Report: Ex-MEAT PUPPETS Bassist Shot By Guard

Michael Kiefer of The Arizona Republic reports that Cris Kirkwood, former bass player for the MEAT PUPPETS, an influential Phoenix band that became a national act in the 1980s and '90s, was shot Friday (December 26) after an altercation with a security guard at the downtown Phoenix post office.

Kirkwood, 43, was taken in critical condition to Banner Good Samaritan Medical Center and whisked into surgery for an abdominal wound.

According to witnesses, Kirkwood quarreled over a parking space shortly before 5 p.m. in front of the post office at Central Avenue and Fillmore Street.

Kirkwood was apparently backing into the parking space on Central when Jenny Hom, 32, of Phoenix, attempted to pull into it from behind.

Hom honked her horn, then both drivers pulled into a parking lot.

Hom said that Kirkwood, whom she did not identify by name, followed her and stopped her on the sidewalk outside the post office, yelling obscenities at her.

"He shrugged his shoulder as if he was going to hit me," she said. "He didn't hit me."

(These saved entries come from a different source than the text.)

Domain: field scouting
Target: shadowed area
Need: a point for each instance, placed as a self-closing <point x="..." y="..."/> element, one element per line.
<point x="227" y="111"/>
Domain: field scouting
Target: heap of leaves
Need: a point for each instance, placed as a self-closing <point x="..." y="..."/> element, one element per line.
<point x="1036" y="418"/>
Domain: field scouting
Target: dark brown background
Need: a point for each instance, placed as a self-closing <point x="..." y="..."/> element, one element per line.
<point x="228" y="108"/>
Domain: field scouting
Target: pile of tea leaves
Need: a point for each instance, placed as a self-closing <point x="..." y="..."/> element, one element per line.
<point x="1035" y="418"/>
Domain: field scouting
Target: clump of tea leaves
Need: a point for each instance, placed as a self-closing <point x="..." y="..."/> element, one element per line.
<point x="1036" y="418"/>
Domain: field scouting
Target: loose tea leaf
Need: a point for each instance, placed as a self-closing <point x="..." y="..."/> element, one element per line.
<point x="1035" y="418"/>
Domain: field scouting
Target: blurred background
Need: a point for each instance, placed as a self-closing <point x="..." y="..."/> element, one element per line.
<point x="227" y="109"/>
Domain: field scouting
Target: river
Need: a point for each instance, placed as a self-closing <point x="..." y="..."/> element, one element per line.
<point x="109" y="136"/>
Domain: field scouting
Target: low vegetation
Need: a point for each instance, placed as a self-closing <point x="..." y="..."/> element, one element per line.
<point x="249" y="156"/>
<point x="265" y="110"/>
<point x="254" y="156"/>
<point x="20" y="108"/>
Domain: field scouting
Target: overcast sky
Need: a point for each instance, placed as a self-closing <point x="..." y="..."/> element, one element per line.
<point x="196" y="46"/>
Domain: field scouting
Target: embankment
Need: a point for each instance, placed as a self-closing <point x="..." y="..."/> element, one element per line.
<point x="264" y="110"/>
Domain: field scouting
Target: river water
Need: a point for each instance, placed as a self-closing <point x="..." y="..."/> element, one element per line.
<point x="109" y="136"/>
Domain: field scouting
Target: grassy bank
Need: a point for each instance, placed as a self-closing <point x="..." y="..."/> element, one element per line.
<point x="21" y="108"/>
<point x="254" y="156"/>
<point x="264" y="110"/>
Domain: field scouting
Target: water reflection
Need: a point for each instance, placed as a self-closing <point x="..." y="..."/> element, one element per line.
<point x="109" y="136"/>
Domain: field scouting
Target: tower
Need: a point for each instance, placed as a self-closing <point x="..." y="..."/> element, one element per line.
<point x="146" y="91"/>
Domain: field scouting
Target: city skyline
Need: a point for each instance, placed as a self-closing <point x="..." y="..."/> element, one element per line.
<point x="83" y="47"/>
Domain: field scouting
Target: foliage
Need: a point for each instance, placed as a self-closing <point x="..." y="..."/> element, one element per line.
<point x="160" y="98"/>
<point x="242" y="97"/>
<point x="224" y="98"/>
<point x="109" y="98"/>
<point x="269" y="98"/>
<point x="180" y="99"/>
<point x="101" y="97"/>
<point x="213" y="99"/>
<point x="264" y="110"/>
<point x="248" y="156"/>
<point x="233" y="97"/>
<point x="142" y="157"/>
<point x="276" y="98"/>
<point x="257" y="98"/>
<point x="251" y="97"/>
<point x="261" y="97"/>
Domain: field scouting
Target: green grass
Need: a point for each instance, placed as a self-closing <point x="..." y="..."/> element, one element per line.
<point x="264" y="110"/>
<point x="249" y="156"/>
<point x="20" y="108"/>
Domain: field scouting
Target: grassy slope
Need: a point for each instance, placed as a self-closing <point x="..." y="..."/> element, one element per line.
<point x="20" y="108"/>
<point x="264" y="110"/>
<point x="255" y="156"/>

Hom went into the post office and reported the man's behavior to a security guard. The guard escorted the man out.

Kevin Killigrew of the FBI said Kirkwood shoved the guard twice.

The guard "took out the baton and held it out in front of him and said, 'You need to leave,' " Killigrew said. "The guy took the baton from him and struck him at least one time in the forehead at which time the guard felt fear for his life. He said, 'I thought the guy was going to kill me.' He already displayed that he would hurt him, and the guard shot him one time in the abdomen."

Shortly after the incident, the guard was sitting dazed on the steps of the post office. Kirkwood's clothing sat in a pool of blood on the sidewalk.

"I never shot anyone before," the guard told police.

Kirkwood and his brother Curt fronted the MEAT PUPPETS, who had several hit records in the 1980s and '90s, and were cited as an influence for bands such as NIRVANA.

The MEAT PUPPETS released eight CDs and won a gold record in 1994 for "Too High To Die".